5. Método Tradicional de Extensão: Assistência

O discurso jurídico tradicional utiliza-se das expressões ‘Assistência’ e


‘Assessoria’ indistintamente e como sinônimas. A distinção ocorreu apenas dentro dos
movimentos sociais, sob a influência do discurso pedagógico de Paulo Freire, ao
repudiar a idéia de assistencialismo.
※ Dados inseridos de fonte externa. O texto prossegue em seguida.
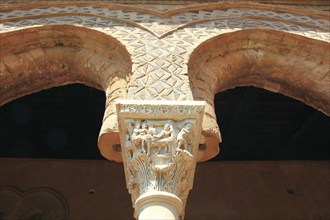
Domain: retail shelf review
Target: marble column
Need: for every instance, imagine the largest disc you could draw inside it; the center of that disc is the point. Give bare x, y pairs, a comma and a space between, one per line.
159, 144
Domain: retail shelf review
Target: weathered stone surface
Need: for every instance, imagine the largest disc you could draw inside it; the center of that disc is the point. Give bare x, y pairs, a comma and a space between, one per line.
166, 52
159, 144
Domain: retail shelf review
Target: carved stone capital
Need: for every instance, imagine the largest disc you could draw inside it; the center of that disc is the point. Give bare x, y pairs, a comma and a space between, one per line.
159, 143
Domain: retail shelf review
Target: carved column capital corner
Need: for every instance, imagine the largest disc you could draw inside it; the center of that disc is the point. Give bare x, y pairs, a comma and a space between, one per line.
159, 141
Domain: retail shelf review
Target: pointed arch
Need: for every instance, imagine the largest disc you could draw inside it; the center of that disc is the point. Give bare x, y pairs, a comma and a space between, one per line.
39, 58
289, 64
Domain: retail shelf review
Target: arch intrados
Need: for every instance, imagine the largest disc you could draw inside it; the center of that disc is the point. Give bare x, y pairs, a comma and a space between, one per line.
43, 57
280, 62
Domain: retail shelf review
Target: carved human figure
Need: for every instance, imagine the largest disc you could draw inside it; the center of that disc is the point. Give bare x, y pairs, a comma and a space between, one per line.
150, 137
164, 139
183, 138
139, 136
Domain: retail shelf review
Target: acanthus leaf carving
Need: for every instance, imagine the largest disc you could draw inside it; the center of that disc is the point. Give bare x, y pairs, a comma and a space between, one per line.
159, 145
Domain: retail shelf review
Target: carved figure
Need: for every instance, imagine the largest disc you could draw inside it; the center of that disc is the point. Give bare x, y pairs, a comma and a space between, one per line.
164, 139
183, 138
139, 136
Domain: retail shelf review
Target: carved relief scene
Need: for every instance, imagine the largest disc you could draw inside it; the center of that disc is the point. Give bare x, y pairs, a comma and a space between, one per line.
159, 139
159, 142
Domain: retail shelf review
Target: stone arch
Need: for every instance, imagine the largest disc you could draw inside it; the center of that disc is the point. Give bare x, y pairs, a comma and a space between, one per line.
39, 58
289, 64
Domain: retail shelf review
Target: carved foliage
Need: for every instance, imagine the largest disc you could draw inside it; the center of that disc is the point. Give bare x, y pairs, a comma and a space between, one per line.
159, 145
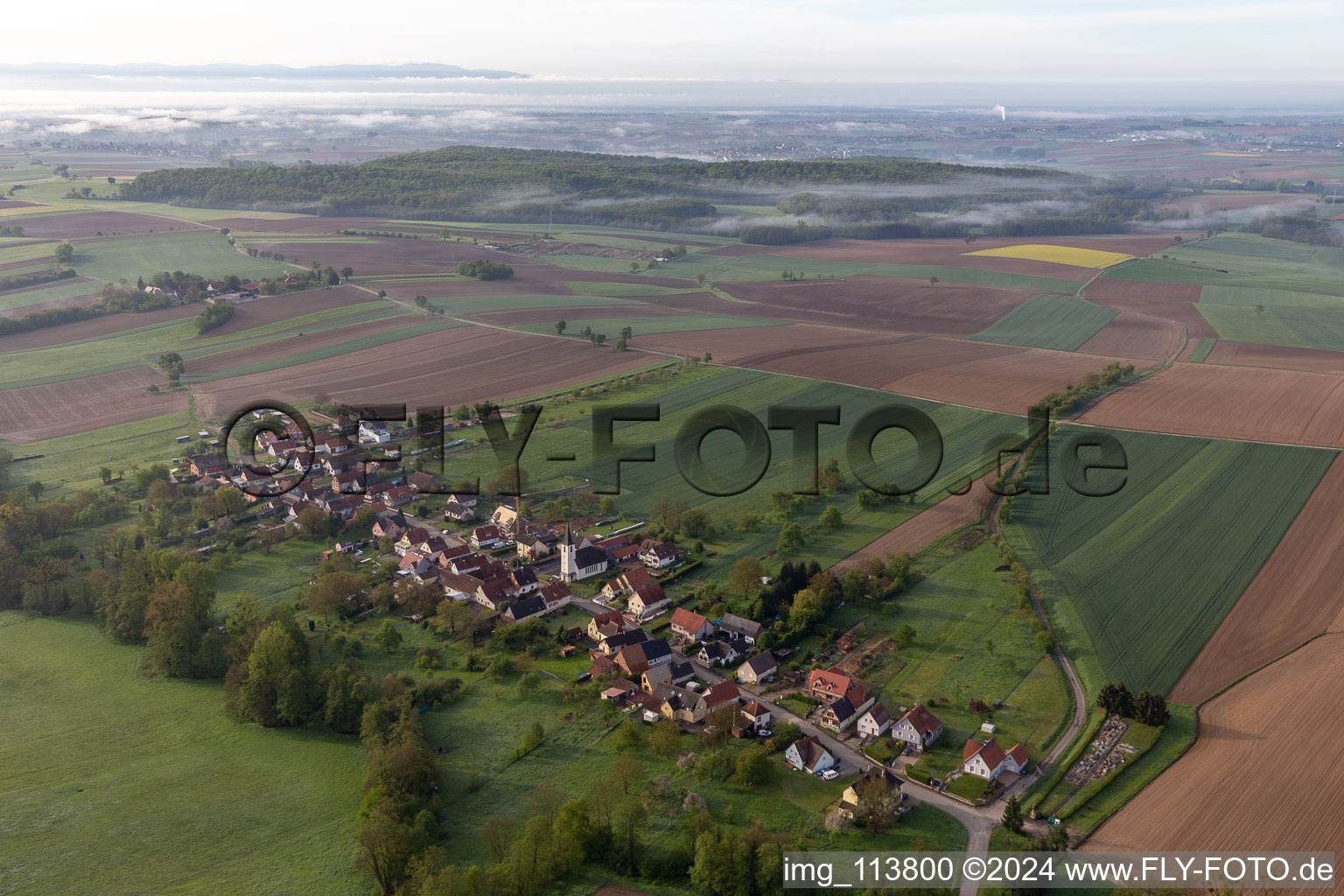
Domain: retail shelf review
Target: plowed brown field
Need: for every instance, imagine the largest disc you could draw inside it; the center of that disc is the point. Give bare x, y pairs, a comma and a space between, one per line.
1265, 773
88, 403
1293, 598
1258, 355
902, 305
1167, 301
999, 378
1135, 336
1298, 407
449, 367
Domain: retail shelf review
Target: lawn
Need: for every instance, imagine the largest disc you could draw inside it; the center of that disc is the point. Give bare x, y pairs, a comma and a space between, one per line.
972, 642
1201, 514
117, 783
1048, 321
195, 251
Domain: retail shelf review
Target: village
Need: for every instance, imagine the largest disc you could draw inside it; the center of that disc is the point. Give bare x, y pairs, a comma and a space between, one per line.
651, 657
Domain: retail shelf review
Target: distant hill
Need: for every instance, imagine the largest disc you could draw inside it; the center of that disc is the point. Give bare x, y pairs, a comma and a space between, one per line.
479, 183
238, 70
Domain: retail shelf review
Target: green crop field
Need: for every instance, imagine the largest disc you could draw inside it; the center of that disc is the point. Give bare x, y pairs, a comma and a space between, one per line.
1201, 351
654, 324
972, 642
1048, 321
564, 430
117, 783
597, 288
1203, 514
202, 253
50, 293
486, 304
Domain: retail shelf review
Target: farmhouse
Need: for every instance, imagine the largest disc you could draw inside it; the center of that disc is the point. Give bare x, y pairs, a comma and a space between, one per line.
690, 625
486, 537
458, 512
739, 627
657, 554
626, 584
988, 760
757, 669
918, 727
827, 684
648, 601
889, 780
639, 659
718, 653
809, 755
754, 715
874, 722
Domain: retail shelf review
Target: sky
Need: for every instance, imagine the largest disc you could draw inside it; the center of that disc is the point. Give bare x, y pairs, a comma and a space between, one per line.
807, 40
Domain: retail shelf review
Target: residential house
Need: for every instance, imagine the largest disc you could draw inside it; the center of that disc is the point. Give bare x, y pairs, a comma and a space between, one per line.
556, 594
918, 727
890, 782
486, 537
718, 653
614, 644
458, 512
757, 669
526, 607
739, 627
604, 625
657, 555
425, 482
648, 601
874, 722
494, 592
754, 715
637, 659
626, 584
988, 760
690, 625
533, 549
809, 755
827, 684
391, 527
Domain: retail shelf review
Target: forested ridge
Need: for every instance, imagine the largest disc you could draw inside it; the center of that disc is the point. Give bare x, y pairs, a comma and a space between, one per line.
526, 185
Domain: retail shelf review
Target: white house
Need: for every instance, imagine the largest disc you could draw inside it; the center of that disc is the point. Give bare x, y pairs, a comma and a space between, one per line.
988, 760
874, 722
809, 755
757, 669
918, 727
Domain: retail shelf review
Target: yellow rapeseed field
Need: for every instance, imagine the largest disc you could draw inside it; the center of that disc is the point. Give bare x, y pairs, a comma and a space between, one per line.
1057, 254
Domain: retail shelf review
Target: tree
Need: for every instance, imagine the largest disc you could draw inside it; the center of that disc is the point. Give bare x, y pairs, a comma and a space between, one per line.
790, 537
388, 637
1012, 816
626, 770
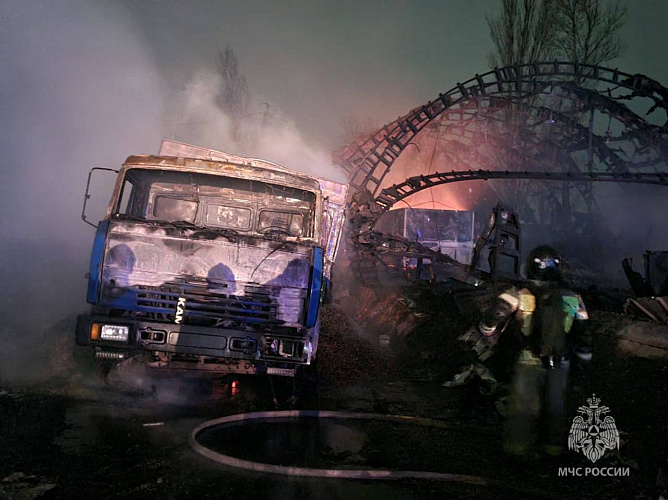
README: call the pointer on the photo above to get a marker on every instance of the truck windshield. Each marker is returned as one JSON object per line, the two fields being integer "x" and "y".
{"x": 214, "y": 201}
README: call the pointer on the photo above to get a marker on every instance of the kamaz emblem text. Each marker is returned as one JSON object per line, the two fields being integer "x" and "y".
{"x": 180, "y": 309}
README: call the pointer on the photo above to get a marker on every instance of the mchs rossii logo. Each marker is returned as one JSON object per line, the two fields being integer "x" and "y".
{"x": 593, "y": 431}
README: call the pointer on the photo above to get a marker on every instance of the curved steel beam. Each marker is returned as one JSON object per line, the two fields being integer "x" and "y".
{"x": 361, "y": 160}
{"x": 397, "y": 192}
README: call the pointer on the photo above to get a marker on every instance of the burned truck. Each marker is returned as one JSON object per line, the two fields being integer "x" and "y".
{"x": 211, "y": 262}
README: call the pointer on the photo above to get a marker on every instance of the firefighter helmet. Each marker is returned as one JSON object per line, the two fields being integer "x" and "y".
{"x": 544, "y": 263}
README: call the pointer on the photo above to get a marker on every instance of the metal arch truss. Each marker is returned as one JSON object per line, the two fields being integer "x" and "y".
{"x": 397, "y": 192}
{"x": 532, "y": 95}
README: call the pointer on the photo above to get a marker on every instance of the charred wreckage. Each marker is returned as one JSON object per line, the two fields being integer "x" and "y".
{"x": 211, "y": 261}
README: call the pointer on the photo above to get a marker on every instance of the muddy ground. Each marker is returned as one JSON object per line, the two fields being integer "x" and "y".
{"x": 72, "y": 436}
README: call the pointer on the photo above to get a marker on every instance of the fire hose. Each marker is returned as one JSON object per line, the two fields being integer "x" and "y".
{"x": 368, "y": 474}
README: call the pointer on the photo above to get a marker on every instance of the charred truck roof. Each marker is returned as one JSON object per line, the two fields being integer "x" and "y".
{"x": 215, "y": 264}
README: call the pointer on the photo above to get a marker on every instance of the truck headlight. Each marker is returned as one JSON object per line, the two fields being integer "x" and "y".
{"x": 115, "y": 332}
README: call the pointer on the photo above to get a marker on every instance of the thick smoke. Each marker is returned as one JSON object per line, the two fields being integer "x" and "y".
{"x": 263, "y": 133}
{"x": 77, "y": 91}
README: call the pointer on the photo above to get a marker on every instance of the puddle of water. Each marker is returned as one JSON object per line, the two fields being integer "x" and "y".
{"x": 334, "y": 443}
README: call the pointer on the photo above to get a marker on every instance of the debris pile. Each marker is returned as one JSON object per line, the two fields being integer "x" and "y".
{"x": 344, "y": 357}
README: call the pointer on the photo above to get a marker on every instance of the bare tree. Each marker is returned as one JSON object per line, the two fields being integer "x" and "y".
{"x": 524, "y": 31}
{"x": 529, "y": 31}
{"x": 587, "y": 31}
{"x": 233, "y": 97}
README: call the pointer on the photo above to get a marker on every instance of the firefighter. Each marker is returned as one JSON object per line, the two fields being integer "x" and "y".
{"x": 544, "y": 312}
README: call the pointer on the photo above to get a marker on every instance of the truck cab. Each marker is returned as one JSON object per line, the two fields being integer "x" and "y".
{"x": 212, "y": 263}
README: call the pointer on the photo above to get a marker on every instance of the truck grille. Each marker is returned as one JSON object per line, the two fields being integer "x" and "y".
{"x": 208, "y": 307}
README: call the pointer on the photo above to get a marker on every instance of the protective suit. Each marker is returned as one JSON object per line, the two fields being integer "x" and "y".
{"x": 545, "y": 312}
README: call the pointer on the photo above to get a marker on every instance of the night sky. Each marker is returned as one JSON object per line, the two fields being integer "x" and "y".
{"x": 87, "y": 83}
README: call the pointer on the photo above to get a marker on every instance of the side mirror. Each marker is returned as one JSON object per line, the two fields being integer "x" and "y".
{"x": 87, "y": 195}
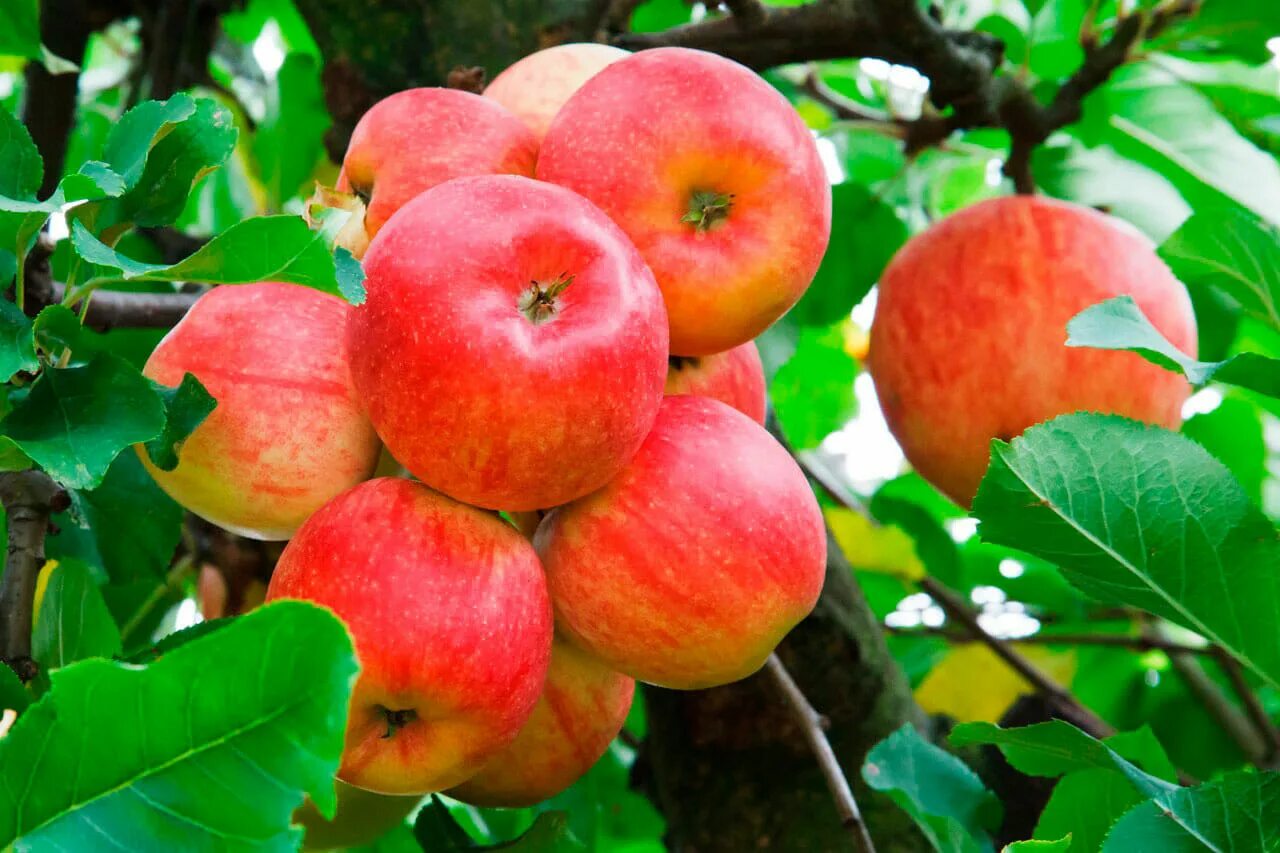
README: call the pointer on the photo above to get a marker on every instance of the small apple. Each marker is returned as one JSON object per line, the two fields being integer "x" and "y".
{"x": 414, "y": 140}
{"x": 288, "y": 432}
{"x": 712, "y": 174}
{"x": 690, "y": 566}
{"x": 580, "y": 712}
{"x": 447, "y": 609}
{"x": 362, "y": 816}
{"x": 735, "y": 378}
{"x": 969, "y": 337}
{"x": 513, "y": 345}
{"x": 536, "y": 86}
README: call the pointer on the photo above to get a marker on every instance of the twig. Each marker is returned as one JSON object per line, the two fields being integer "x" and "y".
{"x": 1121, "y": 641}
{"x": 959, "y": 611}
{"x": 1257, "y": 715}
{"x": 28, "y": 497}
{"x": 813, "y": 728}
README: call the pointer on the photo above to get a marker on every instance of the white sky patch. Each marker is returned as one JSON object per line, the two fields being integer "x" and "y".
{"x": 1202, "y": 402}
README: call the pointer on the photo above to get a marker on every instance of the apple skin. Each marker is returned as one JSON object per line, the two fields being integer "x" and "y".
{"x": 362, "y": 816}
{"x": 693, "y": 564}
{"x": 535, "y": 89}
{"x": 417, "y": 138}
{"x": 969, "y": 336}
{"x": 448, "y": 611}
{"x": 735, "y": 378}
{"x": 474, "y": 397}
{"x": 288, "y": 432}
{"x": 580, "y": 712}
{"x": 652, "y": 129}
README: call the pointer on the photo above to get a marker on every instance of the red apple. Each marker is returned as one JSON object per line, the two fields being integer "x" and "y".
{"x": 362, "y": 816}
{"x": 969, "y": 336}
{"x": 414, "y": 140}
{"x": 690, "y": 566}
{"x": 447, "y": 609}
{"x": 536, "y": 86}
{"x": 712, "y": 174}
{"x": 581, "y": 711}
{"x": 513, "y": 346}
{"x": 735, "y": 378}
{"x": 288, "y": 432}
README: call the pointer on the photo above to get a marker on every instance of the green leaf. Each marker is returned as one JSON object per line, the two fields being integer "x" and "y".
{"x": 865, "y": 233}
{"x": 1057, "y": 845}
{"x": 1233, "y": 251}
{"x": 21, "y": 167}
{"x": 1237, "y": 812}
{"x": 1120, "y": 324}
{"x": 127, "y": 525}
{"x": 182, "y": 755}
{"x": 1147, "y": 114}
{"x": 13, "y": 694}
{"x": 74, "y": 422}
{"x": 813, "y": 392}
{"x": 945, "y": 798}
{"x": 263, "y": 249}
{"x": 289, "y": 138}
{"x": 74, "y": 623}
{"x": 17, "y": 342}
{"x": 186, "y": 407}
{"x": 438, "y": 833}
{"x": 1141, "y": 516}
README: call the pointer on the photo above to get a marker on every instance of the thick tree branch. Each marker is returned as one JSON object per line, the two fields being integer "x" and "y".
{"x": 28, "y": 497}
{"x": 813, "y": 726}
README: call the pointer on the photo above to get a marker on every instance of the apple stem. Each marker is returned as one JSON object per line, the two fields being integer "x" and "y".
{"x": 397, "y": 720}
{"x": 539, "y": 301}
{"x": 707, "y": 208}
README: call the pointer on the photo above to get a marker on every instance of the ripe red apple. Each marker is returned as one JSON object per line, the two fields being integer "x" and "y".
{"x": 690, "y": 566}
{"x": 969, "y": 336}
{"x": 735, "y": 378}
{"x": 513, "y": 346}
{"x": 414, "y": 140}
{"x": 447, "y": 609}
{"x": 362, "y": 816}
{"x": 581, "y": 711}
{"x": 288, "y": 432}
{"x": 712, "y": 174}
{"x": 536, "y": 87}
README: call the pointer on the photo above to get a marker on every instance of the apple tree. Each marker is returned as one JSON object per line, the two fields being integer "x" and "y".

O movimento estudantil (em especial as
denominadas AJUs – Assessorias Jurídicas Universitárias) assumiu essa distinção, mas
por contradizer o conhecimento douto estabelecido acabou por conviver com uma
intrigante contradição. Mesmo sabendo na prática as diferenças entre uma Assessoria e
uma Assistência não há substrato teórico estabelecido sobre o tema. Por isso, essa
discussão ganha relevância teórica e política.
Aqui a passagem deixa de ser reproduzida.